SOURCE: Industrial Info Resources

Industrial Info Resources

March 14, 2011 13:46 ET

Updates for Fukushima Daiichi, Daini Nuclear Power Stations, an Industrial Info News Alert

TOKYO--(Marketwire - March 14, 2011) -  Researched by Industrial Info Resources (Sugar Land, Texas)--As of 7:00 a.m. JST Monday, March 14, several changes had taken place at Fukushima Daiichi nuclear power station, which is owned and operated by Tokyo Electric Power Company Incorporated (TYO:9501) (TEPCO) (Tokyo, Japan). At 3:00 a.m. JST, TEPCO began a cooling strategy at Unit 3 by introducing fresh water into the reactor housing. This caused a severe spike in pressure, and all personnel were forced to evacuate. Pressure gradually resumed its former high level and personnel were allowed to re-enter the complex. TEPCO resumed cooling attempts afterward. The high pressure within the reactor housing is currently preventing the cooling system from working effectively.

At 11:01 a.m., two consecutive hydrogen explosions occurred at Unit 3. TEPCO and Fukushima prefectural authorities determined that the reactor vessel had not been compromised, and any released material was moving north, away from land.

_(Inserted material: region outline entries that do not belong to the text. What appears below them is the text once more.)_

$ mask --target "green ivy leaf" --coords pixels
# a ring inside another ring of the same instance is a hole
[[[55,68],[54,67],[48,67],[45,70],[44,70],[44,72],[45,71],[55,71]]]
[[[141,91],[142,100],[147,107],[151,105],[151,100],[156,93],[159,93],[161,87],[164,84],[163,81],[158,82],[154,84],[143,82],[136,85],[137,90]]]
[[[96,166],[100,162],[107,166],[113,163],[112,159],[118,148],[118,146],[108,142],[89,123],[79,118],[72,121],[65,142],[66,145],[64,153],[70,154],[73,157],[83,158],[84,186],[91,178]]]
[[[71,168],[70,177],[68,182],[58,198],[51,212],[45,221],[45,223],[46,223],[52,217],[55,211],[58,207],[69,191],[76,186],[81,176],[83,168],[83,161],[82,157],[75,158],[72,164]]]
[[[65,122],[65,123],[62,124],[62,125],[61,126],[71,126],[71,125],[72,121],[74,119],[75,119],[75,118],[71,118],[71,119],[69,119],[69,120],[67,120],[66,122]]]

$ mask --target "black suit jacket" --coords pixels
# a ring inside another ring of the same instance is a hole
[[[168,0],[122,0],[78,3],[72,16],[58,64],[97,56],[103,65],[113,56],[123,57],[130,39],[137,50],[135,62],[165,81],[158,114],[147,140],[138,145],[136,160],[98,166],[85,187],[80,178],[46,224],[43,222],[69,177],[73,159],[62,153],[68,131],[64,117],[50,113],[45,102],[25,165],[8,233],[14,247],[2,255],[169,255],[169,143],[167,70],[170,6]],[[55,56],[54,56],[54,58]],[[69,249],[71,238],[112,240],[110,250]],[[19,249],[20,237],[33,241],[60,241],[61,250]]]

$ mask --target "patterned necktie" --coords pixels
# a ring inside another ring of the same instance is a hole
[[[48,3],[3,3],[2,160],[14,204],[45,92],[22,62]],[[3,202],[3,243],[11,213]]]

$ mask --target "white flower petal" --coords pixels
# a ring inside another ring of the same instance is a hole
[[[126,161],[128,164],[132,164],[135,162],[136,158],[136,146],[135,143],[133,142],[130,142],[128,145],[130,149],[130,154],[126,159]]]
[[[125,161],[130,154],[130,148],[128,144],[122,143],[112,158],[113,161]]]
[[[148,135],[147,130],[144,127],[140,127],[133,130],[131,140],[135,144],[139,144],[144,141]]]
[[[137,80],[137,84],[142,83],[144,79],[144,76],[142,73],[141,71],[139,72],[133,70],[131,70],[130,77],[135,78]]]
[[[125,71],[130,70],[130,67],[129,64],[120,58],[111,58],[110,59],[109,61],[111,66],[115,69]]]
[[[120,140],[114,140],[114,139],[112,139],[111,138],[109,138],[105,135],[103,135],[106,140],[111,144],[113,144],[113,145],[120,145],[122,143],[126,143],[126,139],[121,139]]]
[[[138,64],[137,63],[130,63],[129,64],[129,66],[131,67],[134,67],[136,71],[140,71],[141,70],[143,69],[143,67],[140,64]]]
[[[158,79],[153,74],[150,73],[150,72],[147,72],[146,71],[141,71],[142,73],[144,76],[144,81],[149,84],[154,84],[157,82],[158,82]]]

Unit 3 is one of several reactors in Japan that is currently using mixed oxide fuel, or MOX, which is part of a program to recycle used nuclear fuel. At this time, TEPCO cannot determine whether the MOX fuel is associated with the inability to control pressure and cooling at Unit 3.

As of 11:00 a.m. JST Monday, March 14, no significant changes had taken place at Fukushima Daiichi Unit 1. The reactor housing was lost in Saturday's hydrogen explosion, and attempts at reducing pressure are ongoing.

At Fukushima Daini Unit 1, TEPCO had successfully replaced the motor for the cooling system's pump and began the introduction of seawater into the reactor housing as of 1:24 a.m. JST Monday, March 14. TEPCO has also successfully restored Unit 2's cooling system, and if everything progresses according to plan, Unit 2 will reach temperature stability by the end of Monday.

On Saturday, at 11:00 p.m. JST, radiation levels spiked at Onagawa nuclear power station, which is owned and operated by Tohoku Electric Power Company Incorporated (TYO:9506 ) (Tokuden) (Sendai, Japan). Onagawa, which has an operating capacity of 2,174 megawatts, had shut down safely following Friday's earthquake, and Tokuden authorities determined that the radiation, measured at 21 micro Sieverts, did not originate at Onagawa. Tokuden believes that the radiation originated from Fukushima Daiichi Unit 1, following the hydrogen explosion at the unit on Saturday.

All reactors at Fukushima Daiichi, Fukushima Daini, and Onagawa are light water boiling water reactors.